Firstly, it is not a theory. If you read Marx you find common themes, that's true. You find a definite method in his work, that is also true. What it is not is a rigid dogma. Or at least it shouldn't be. As Cyril Smith writes
(http://www.marxists.org/reference/archive/smith-cyril/works/millenni/smith2.htm).Even in their lifetimes, Marx (1818-1883) and Engels (1820-1895) were dismayed to see their fundamental notions buried under the myth of infallibility. Marx would have been utterly hostile to the statement of Plekhanov (1856-1918) that ‘Marxism is an integral world outlook’. In fact, only a fraction of Marx’s original plan for his work was ever completed. By the time of his death, bourgeois society was already entering a new stage. A large and important part of his writings remained as unedited and undeciphered manuscripts, unknown even to Engels
It is a dangerous, but almost ubiquitous notion of both friends and foes of Marxism that there's a body of work out there that tries to answer all problems. Of course no human mind can do that. Marx's detractors are right to argue that there is no recipe for a future Utopia in Marx's work.
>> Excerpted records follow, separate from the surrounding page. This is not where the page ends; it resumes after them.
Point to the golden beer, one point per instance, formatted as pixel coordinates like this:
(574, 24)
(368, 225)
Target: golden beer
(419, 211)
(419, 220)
There was never intended to be one.
It suited the benighted bureaucrats of the Soviet Union to make “Marxism” into a state religion.
(http://www.marxists.org/reference/archive/smith-cyril/works/millenni/smith2.htm).The name of Marx was now obscenely linked with the ‘theory’ of this Party. In that terrible time, the very terms ‘socialism’ and ‘communism’ came to be identified with this monstrosity. But even for those who could see what a falsification this was, the ideas of Marx became inextricably fouled up in the network of bureaucratic assumptions, including terms like ‘workers’ state’, ‘revolutionary party’, and ‘orthodox theory’. The name of Marx, who stood for the liberation of mankind from exploitation and the disappearance of state oppression, became entangled with the defence of the privileges of a bureaucratic caste and the power of a brutal state apparatus
But they were not the first. An orthodoxy was already starting to emerge long before the Stalinists took a stranglehold of the communist movement. Trotsky wrote
(http://www.marxists.org/reference/archive/smith-cyril/works/millenni/smith2.htm).In the hands of the Party is concentrated the general control.... It has the final word in all fundamental questions.... The last word rests with the Central Committee.... We have more than once been accused of having substituted for the dictatorship of the soviets the dictatorship of our party. Yet it can be said with complete justice that the dictatorship of the soviets became possible only by means of the dictatorship of the party
The notion of orthodoxy persisted even amongst its dissidents afterwards.
(http://www.marxists.org/reference/archive/smith-cyril/works/millenni/smith2.htm).Even those who fought against the murder-machine which was ideologically lubricated by this stuff could not escape being affected by it. Trotsky (1879-1940) and his supporters struggled to maintain the outlook which inspired and guided the Russian Revolution and the formation of the Communist International. With whatever voice they had, they denounced the lies and corruption of Stalinism – especially the lie that Stalin’s Russia was ‘socialism’. But they never had the theoretical resources to penetrate to its philosophical core. The best they could do was to show that Stalinist policies and distortions were contrary to the decisions of Lenin’s party and the teachings of ‘Marxism’
The weight of orthodoxy has managed to bury Marxism in so much sludge that people believe that Marxism is synonymous with that orthodoxy. I would argue that this has nothing to do with Marx himself who was long since dead and gone.
To be continued...
DominicGee
Nice one, I am learning so much. It's refreshing to read this stuff that doesn't go on (like in that awesome example) about the bougouise, proletariat, evil capitalists and the joys of vegetarianism in one long convoluted stream of conciousness that is such a common feature of 'lefties'. I actually feel myself being persuaded, though I am resisting at every turn. Maybe it's because you did me the honour of quoting me.
How do you get a quote in a box like that? I cant figga i at.